Hermann Hesse on Why I'm Still Writing this Thesis (to become a demi-god, obviously)

"It is between the two [the saint and the profligate], in the middle of the road, that the bourgeois seeks to walk. He will never surrender himself to either lust or asceticism...

"A man cannot live intensely except at the cost of the self. Now the bourgeois treasures nothing more highly than the self (rudimentary as his may be). And so at the cost of intensity he achieves his own preservation and security...

"The bourgeois is consequently by nature a creature of weak impulses, anxious, fearful of giving himself away and easy to rule. Therefore, he has substituted majority for power, law for force, and the polling booth for responsibility...

"It is clear that this weak and anxious being, in whatever numbers he exists, cannot maintain himself, and that qualities such as this can play no other role in the world than that of a heard of sheep among free roving wolves. Yet we see that, though in times when commanding natures are uppermost the bourgeois goes at once to the wall, he never goes under; indeed at times he appears to rule the world...

"In fact, the vital force of the bourgeoisie resides by no means in the quality of its normal members, but in those of its extremely numerous 'outsiders', who by virtue of the extensiveness and elasticity of its ideals it can embrace. There is always a large number of strong wild natures who share the life of the fold...

"He who is developed far beyond the level of the bourgeois, who knows the bliss of meditation no less than the gloomy joys of self-hatred, he who despises law virtue and common sense, is never the less captive to the bourgeoisie and cannot except it. And so all through the mass of the real bourgeoisie are interposed numerous layers of humanity, many thousands of lives and minds, every one of whom, it is true, would have outgrown it and have obeyed the call to unconditioned life, were they not fastened to it by sentiments of their childhood and infected for the most part with its less intense life; and so they are kept lingering, obedient, and bound by obligation and service. For with the bourgeoisie the opposite of the formula of the great is true: He who is not against me is with me...

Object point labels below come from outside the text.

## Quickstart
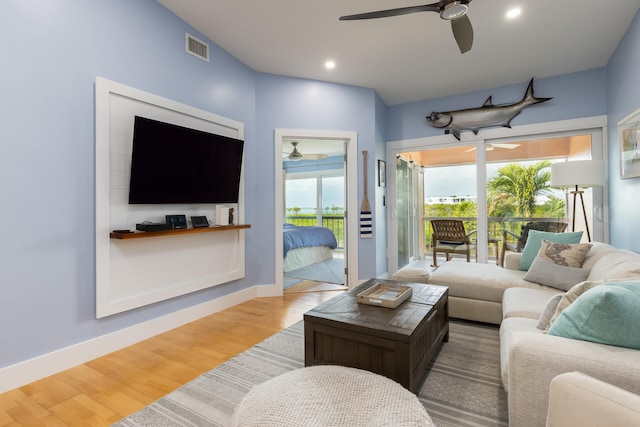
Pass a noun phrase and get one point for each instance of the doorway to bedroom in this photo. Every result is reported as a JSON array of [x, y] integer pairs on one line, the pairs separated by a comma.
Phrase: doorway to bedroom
[[313, 233], [313, 198]]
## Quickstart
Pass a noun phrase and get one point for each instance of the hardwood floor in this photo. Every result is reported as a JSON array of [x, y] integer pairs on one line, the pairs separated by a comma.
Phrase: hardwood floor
[[104, 390]]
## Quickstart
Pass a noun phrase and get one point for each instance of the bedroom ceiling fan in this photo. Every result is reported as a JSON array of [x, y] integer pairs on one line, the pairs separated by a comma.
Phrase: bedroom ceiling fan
[[449, 10], [297, 155]]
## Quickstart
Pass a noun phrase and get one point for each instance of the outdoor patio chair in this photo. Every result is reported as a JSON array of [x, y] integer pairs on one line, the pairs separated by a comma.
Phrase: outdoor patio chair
[[521, 240], [450, 237]]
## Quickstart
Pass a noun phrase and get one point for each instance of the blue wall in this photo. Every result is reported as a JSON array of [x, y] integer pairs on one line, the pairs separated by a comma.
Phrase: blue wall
[[574, 95], [623, 98], [51, 54]]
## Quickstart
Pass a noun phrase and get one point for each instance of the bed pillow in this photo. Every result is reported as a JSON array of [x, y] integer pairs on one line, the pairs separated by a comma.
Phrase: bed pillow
[[545, 318], [534, 240], [566, 254], [607, 314], [555, 276]]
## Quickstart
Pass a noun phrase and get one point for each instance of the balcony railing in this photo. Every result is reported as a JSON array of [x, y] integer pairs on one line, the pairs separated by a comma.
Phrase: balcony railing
[[495, 228], [335, 223]]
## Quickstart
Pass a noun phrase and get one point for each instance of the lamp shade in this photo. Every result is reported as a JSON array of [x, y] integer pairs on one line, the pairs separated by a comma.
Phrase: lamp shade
[[583, 173]]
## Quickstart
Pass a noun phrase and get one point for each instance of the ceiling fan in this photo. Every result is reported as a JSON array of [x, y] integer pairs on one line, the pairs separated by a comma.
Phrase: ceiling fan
[[491, 147], [297, 155], [449, 10]]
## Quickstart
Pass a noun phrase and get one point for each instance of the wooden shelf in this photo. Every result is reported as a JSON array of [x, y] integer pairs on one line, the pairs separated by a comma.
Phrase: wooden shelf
[[147, 234]]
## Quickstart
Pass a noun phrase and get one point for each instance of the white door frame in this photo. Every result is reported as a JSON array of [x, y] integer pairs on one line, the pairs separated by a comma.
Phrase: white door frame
[[351, 191]]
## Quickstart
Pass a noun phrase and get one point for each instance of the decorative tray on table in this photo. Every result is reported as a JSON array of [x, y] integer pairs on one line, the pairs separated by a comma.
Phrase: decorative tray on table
[[383, 294]]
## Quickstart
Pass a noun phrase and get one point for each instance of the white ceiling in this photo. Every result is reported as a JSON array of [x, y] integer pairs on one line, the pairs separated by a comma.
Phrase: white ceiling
[[412, 57]]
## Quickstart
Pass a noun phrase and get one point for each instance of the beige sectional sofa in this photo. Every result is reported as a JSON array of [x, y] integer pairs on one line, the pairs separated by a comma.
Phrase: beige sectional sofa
[[531, 358]]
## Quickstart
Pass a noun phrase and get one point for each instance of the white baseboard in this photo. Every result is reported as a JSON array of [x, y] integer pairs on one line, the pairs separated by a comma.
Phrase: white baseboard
[[39, 367]]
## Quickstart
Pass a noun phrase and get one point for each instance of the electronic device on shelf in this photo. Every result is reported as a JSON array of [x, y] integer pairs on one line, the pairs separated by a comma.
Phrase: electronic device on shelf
[[199, 221], [177, 222], [150, 226]]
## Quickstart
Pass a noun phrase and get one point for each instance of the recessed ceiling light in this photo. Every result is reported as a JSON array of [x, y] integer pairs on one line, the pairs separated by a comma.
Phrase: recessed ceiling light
[[514, 13]]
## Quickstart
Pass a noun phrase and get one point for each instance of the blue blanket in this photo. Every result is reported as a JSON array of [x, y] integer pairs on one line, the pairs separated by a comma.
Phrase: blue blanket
[[300, 237]]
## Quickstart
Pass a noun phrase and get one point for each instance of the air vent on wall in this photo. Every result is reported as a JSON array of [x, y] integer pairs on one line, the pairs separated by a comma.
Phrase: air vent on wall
[[197, 47]]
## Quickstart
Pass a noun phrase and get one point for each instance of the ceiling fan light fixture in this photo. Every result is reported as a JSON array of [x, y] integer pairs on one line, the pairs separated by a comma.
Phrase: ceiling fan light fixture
[[295, 154], [454, 10]]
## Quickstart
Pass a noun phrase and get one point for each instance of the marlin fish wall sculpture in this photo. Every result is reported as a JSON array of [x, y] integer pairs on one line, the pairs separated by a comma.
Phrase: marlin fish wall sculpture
[[486, 116]]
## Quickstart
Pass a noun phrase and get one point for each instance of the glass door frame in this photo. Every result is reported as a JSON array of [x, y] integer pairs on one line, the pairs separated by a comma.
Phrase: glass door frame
[[596, 126]]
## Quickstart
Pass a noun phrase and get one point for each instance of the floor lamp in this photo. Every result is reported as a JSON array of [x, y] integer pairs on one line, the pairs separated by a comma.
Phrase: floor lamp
[[579, 173]]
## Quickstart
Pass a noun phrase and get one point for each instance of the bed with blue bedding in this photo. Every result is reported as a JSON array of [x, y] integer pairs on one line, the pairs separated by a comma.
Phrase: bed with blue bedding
[[305, 245]]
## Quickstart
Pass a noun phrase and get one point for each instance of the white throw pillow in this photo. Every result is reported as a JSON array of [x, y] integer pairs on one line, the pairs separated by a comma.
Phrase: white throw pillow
[[553, 275]]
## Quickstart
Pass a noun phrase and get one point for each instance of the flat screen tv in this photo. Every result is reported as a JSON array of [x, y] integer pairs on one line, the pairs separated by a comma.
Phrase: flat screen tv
[[176, 164]]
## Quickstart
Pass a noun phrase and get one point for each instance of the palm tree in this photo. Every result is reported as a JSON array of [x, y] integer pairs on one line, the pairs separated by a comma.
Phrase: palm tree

"Most intellectuals and artists belong to this type. Only the strongest of them force their way through the atmosphere of the bourgeois earth and attain to the cosmic. The others all resign themselves or make compromises. Despising the bourgeoisie yet belonging to it, they add to its strength and glory; for in the last resort they have to share their beliefs in order to live...

"The few who break free seek their reward in the unconditioned and go down in splendor. They wear the thorn crown and their number is small. The others, however, who remain in the fold and from whose talents the bourgeoisie reaps much gain, have a third kingdom left open to them, an imaginary and yet a sovereign world, humor."